Israel

Locals: Kiryat Malachi discrimination against Ethiopian Israelis overblown

On a JFSA mission in 2006, Deborah Kay visits a Kiryat Malachi program for Ethiopian mothers and children

Thousands of protesters demonstrated in Jerusalem Jan. 18 against racism and discrimination toward Ethiopians in Israel.

Some 5,000 protesters marched in front of the Knesset before proceeding to Zion Square for a rally. They carried signs reading “Blacks and Whites — We’re all Equal,” “Social Justice” and “Stop racism.”

One protest organizer, college student Mulet Araro, 26, began walking Jan. 18 from his southern Israel home in Kiryat Malachi to meet the protesters in Jerusalem.

The protest came a week after hundreds of Israelis of Ethiopian descent and their supporters demonstrated in Kiryat Malachi against housing discrimination. A Kiryat Malachi neighborhood council reportedly signed residents to a contract committing that they would not rent or sell to Ethiopian Israelis.
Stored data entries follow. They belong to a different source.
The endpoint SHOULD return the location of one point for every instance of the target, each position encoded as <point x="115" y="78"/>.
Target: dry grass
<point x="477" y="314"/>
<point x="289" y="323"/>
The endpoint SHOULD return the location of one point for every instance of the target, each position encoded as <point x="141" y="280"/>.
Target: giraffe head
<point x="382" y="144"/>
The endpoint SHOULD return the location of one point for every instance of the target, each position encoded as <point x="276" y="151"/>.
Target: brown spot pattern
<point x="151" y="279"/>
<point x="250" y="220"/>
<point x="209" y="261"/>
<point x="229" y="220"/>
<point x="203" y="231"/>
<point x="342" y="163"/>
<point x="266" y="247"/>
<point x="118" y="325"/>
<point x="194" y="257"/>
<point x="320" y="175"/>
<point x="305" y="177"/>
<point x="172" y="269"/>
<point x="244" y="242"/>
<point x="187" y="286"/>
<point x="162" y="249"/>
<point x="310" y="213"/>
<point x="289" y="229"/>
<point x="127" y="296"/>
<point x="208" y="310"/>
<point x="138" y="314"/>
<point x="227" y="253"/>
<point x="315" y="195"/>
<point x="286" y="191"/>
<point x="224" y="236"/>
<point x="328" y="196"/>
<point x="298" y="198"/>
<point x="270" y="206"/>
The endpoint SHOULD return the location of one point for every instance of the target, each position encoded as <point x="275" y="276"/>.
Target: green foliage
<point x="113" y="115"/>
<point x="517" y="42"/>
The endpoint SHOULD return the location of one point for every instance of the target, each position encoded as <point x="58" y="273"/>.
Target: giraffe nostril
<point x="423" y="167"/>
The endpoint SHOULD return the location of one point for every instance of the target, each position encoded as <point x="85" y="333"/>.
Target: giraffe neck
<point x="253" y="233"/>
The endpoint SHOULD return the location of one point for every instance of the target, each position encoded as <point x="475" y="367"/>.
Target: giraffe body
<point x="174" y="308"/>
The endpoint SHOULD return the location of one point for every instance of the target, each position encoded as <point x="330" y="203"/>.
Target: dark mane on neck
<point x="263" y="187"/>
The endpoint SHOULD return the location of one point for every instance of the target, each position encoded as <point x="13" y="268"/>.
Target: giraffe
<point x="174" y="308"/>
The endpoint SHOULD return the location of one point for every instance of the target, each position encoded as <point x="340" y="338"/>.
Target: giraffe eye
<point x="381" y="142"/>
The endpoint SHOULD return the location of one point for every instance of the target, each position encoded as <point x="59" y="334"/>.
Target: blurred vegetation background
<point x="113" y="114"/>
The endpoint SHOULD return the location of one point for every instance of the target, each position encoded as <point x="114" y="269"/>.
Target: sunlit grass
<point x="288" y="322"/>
“No such documents have ever been produced,” says Dina Tanners, a member of the TIPS (Tucson, Israel, Phoenix, Seattle) partnership from Seattle who, along with other committee members, spoke to several Kiryat Malachi residents last week. Dvora Attal, a member of the TIPS steering committee who lives near the buildings in question, reported that two people told the Israeli media they would never sell to Ethiopian Israelis, but no one else has publicly agreed with them.

“In truth, three Ethiopian Israeli families live in those buildings,” Tanners said in an e-mail, adding that former mayor of Kiryat Malachi Moshe “Shimi” Shimon, who lives in one of the buildings and runs a nonprofit program for the handicapped, “would never condone such discrimination.”

“Unfortunately, it looks like the media has shaped the news and has definitely harmed the reputation of Kiryat Malachi,” says Tanners. According to the Kiryat Malachi residents she spoke with, at a recent rally in the city in support of the rights of Ethiopian Israelis attended by “over 500 people of all colors,” media representatives refused to photograph a mixed-race group of teenage girls, saying they just wanted photos of the Ethiopians.

Earlier this month, she added, the city of Kiryat Malachi held a special program honoring its Ethiopian Israeli residents who had arrived via Operation Solomon. “A representative of the Ministry of Absorption spoke and said that Kiryat Malachi could be an example for all the country of how to absorb new immigrants from Ethiopia,” she says.

The focus of the demonstrations “is now widening and people are talking about this as a struggle for justice and a better society for Israel,” says Tanners. “The discussion is definitely good, but the way it began, based on the faulty information of two very biased people, was unfortunate.”

In an e-mail, Ira Kerem, the TIPS representative in Israel, said “while there is much goodwill” between veteran Kiryat Malachi residents and Ethiopian immigrants, prejudice does exist. The partnership, he says, hopes to work with Ethiopian leaders and municipal authorities to “promote mutual respect and understanding.”

“The Jewish Federation of Southern Arizona,” he notes, ìhas been the leading federation in funding programs to assist and empower the Ethiopian population in Kiryat Malachi. One simple program that provides the local welfare department with an experienced Ethiopian family and youth counselor has resulted in the saving of marriages and even lives. The Ethiopian community owes a debt of thanks to the Jewish community of Tucson. Together we will investigate how we can continue to improve the situation in Kiryat Malachi.”

AJP Executive Editor Phyllis Braun contributed to this article from JTA.